We are grateful to the Community Adjustment Program of the Ontario Ministry of Training, Colleges and Universities for funding this first stage of SPNO’s Social Capital Formation Project. We are undertaking four-five community case studies in this research and development project. The participating communities are Halton (food security), Kitchener (neighbourhood festival), Sudbury (community gardens), Kingston (youth employment), and, if possible, Toronto (community access to civic space).

Research Approach

The following schematic illustrates the Project’s research approach. First, a “lifeline analysis” is conducted in each community to get a sense from project leadership of the history and key milestones and influences on the project’s development. The lifeline tracks the project’s history by asking key participants in its development to identify and describe critical moments in project development. Important external influences giving impetus to or setting the project back are also identified. Thanks to the artistic skills of David Hasbury, a co-facilitator in the lifeline process, all of this history is captured graphically with in images and colours on a wall-size chart. This process has proved to be very helpful and eye-opening to the local leaders who have participated.

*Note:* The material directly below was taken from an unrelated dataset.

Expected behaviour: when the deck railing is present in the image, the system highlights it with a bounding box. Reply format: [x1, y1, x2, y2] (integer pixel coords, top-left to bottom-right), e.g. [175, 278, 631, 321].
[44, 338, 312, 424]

Documentation review, site observations (e.g. visits to community gardens in Sudbury and school breakfast programs in Halton) and interviews/discussions with leaders and program participants follow the lifeline analysis. Interviews with individuals and small groups follow a “line of inquiry” searching for the dimensions of social capital and its formation.

Several forms of participant surveys are also being employed to identify and measure various aspects of social capital as derived from our study of the literature. Our lines of inquiry also seek information about the role of social planning and social planning practitioners in the formation of social capital. All of this data and analysis is reported back to the local project leadership for its own potential use in planning and strategy development. It is also, of course, used to draft a case study for each local community. These case studies will be used to develop a strategic resource guide for social planning council practice in the formation of social capital in local communities.

Products and Results of Research

By April 2002, the Social Capital Formation Project will:

  • Produce individual case studies on social capital formation strategies in four to five communities across Ontario.
  • Prepare and disseminate regular bulletin updates on the status and progress with the case study research (see e-Bulletins).
  • Establish a web page for sharing information on the project.
  • Conduct and expert workshop to gain outside insights and comments on the case study research.
  • Synthesize the case study research into a Resource Guide for Social Capital Formation by Social Planning Councils that proposes a model of strategic practice in the use of bonding, bridging, and scaling-up strategies.
  • Sponsor a provincial forum to review the case study research present the model for social planning strategies in social capital formation.

The Project is overseen by a Steering Committee appointed by the SPNO membership (see Project Leadership).